Park C B, Kim M S, Kim S C
Department of Biological Sciences, Korea Advanced Institute of Science and Technology, Taejeon, Korea.
Biochem Biophys Res Commun. 1996 Jan 5;218(1):408-13. doi: 10.1006/bbrc.1996.0071.
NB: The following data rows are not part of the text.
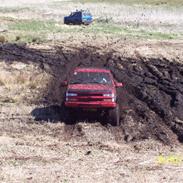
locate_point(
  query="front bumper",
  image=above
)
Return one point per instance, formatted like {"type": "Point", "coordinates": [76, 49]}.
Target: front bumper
{"type": "Point", "coordinates": [91, 105]}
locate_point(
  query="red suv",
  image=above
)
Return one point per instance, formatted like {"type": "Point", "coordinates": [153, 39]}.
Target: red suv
{"type": "Point", "coordinates": [93, 89]}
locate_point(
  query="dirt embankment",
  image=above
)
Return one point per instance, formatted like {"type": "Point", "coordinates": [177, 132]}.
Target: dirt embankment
{"type": "Point", "coordinates": [151, 100]}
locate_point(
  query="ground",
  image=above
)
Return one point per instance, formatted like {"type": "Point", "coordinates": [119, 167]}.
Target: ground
{"type": "Point", "coordinates": [37, 145]}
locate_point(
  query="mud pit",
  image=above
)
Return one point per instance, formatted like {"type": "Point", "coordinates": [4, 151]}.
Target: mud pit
{"type": "Point", "coordinates": [151, 100]}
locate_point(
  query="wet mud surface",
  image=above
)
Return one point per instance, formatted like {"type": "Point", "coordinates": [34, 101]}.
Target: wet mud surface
{"type": "Point", "coordinates": [151, 100]}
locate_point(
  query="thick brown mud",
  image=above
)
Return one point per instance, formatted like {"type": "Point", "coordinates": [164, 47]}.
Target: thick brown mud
{"type": "Point", "coordinates": [151, 100]}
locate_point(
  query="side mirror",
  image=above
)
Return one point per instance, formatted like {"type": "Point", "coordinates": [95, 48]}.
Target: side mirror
{"type": "Point", "coordinates": [64, 83]}
{"type": "Point", "coordinates": [118, 84]}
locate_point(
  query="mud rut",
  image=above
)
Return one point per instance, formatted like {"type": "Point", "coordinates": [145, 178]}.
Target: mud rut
{"type": "Point", "coordinates": [151, 100]}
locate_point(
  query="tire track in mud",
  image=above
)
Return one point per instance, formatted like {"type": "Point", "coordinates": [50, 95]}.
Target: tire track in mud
{"type": "Point", "coordinates": [151, 101]}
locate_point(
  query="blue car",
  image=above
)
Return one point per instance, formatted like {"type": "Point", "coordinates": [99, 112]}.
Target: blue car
{"type": "Point", "coordinates": [78, 18]}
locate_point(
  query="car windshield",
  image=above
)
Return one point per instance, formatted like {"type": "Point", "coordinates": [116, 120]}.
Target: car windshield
{"type": "Point", "coordinates": [91, 78]}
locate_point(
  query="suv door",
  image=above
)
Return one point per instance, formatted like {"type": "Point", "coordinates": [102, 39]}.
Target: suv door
{"type": "Point", "coordinates": [76, 18]}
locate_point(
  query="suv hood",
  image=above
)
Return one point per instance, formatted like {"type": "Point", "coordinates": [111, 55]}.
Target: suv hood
{"type": "Point", "coordinates": [90, 87]}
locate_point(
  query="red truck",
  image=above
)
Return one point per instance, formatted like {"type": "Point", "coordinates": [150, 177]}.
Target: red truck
{"type": "Point", "coordinates": [92, 89]}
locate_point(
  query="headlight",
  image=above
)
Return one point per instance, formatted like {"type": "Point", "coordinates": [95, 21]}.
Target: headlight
{"type": "Point", "coordinates": [111, 95]}
{"type": "Point", "coordinates": [71, 94]}
{"type": "Point", "coordinates": [108, 95]}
A potent and structurally novel antimicrobial peptide was isolated and characterized from the stomach tissue of Bufo bufo gargarizans, an Asian toad. The 39-amino acid peptide, named buforin I, was purified to homogeneity by heparin-affinity column and reverse-phase HPLC. The amino acid sequence of buforin I was identical in 37 of 39 amino-terminal residues of Xenopus histone H2A. The buforin I showed strong antimicrobial activities in vitro against a broad-spectrum of microorganisms and was found to be more potent than magainin 2. In addition, a 21-amino acid peptide, named buforin II, which was derived from buforin I, showed more potent antimicrobial activities than buforin I.
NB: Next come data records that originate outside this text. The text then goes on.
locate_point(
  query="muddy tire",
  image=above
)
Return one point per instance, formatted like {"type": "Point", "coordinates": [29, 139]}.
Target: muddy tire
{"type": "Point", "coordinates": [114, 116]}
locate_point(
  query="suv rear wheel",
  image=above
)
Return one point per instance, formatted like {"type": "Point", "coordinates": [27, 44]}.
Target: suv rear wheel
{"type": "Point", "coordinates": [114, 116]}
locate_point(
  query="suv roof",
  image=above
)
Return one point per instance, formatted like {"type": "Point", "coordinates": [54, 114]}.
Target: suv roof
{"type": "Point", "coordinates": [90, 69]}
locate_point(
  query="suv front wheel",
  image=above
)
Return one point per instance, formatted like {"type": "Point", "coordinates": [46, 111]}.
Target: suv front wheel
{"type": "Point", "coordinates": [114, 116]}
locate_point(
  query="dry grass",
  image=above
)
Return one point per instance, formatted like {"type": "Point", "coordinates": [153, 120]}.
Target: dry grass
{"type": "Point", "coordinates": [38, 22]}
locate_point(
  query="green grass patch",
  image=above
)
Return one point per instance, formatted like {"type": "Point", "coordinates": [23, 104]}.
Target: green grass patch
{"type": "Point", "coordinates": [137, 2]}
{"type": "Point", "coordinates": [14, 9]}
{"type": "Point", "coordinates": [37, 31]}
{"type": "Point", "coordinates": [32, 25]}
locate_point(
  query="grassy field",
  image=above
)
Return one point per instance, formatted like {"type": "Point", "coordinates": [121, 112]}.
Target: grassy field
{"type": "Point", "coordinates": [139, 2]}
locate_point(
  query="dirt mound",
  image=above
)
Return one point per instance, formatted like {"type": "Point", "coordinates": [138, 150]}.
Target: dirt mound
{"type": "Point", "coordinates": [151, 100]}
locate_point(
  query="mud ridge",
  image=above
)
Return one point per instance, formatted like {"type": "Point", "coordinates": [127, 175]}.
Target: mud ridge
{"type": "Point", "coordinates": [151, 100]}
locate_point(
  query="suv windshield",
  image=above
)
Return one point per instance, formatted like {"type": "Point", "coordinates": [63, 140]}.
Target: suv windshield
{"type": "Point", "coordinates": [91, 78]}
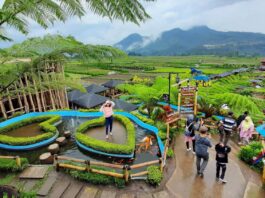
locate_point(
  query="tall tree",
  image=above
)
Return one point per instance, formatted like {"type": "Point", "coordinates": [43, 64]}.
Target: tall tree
{"type": "Point", "coordinates": [15, 13]}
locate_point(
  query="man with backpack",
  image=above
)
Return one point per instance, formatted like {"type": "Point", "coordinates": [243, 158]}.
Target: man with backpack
{"type": "Point", "coordinates": [202, 143]}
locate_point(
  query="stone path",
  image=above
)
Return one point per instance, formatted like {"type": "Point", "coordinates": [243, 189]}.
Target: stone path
{"type": "Point", "coordinates": [242, 181]}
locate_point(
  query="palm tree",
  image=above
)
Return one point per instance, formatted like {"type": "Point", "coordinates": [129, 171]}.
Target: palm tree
{"type": "Point", "coordinates": [15, 13]}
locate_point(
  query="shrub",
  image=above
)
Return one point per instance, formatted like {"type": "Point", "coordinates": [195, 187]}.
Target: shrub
{"type": "Point", "coordinates": [107, 147]}
{"type": "Point", "coordinates": [45, 125]}
{"type": "Point", "coordinates": [95, 178]}
{"type": "Point", "coordinates": [170, 153]}
{"type": "Point", "coordinates": [154, 175]}
{"type": "Point", "coordinates": [144, 119]}
{"type": "Point", "coordinates": [248, 152]}
{"type": "Point", "coordinates": [11, 166]}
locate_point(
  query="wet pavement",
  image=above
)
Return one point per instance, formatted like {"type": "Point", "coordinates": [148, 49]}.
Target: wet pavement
{"type": "Point", "coordinates": [185, 183]}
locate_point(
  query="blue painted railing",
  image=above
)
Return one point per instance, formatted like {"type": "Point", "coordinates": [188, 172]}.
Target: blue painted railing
{"type": "Point", "coordinates": [68, 113]}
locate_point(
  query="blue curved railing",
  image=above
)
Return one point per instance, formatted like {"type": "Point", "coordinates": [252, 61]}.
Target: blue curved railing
{"type": "Point", "coordinates": [68, 113]}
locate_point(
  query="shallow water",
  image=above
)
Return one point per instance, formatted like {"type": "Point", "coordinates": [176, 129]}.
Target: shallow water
{"type": "Point", "coordinates": [30, 130]}
{"type": "Point", "coordinates": [72, 150]}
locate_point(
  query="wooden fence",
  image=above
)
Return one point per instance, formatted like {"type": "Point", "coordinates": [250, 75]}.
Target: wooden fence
{"type": "Point", "coordinates": [17, 158]}
{"type": "Point", "coordinates": [86, 166]}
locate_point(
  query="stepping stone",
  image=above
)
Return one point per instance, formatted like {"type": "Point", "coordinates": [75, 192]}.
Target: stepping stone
{"type": "Point", "coordinates": [127, 195]}
{"type": "Point", "coordinates": [72, 191]}
{"type": "Point", "coordinates": [108, 194]}
{"type": "Point", "coordinates": [61, 141]}
{"type": "Point", "coordinates": [29, 184]}
{"type": "Point", "coordinates": [161, 194]}
{"type": "Point", "coordinates": [59, 188]}
{"type": "Point", "coordinates": [46, 158]}
{"type": "Point", "coordinates": [144, 195]}
{"type": "Point", "coordinates": [53, 148]}
{"type": "Point", "coordinates": [67, 134]}
{"type": "Point", "coordinates": [34, 172]}
{"type": "Point", "coordinates": [46, 187]}
{"type": "Point", "coordinates": [88, 192]}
从亚洲蟾蜍中华大蟾蜍的胃组织中分离并鉴定出一种强效且结构新颖的抗菌肽。这种由39个氨基酸组成的肽名为蟾蜍 Buforin I,通过肝素亲和柱和反相高效液相色谱法纯化至同质。Buforin I 的氨基酸序列在非洲爪蟾组蛋白H2A 的39个氨基末端残基中的37个上是相同的。Buforin I 在体外对多种微生物表现出强大的抗菌活性,并且发现其比蛙皮抗菌肽2更有效。此外,一种源自Buforin I 的由21个氨基酸组成的肽Buforin II,表现出比Buforin I 更强的抗菌活性。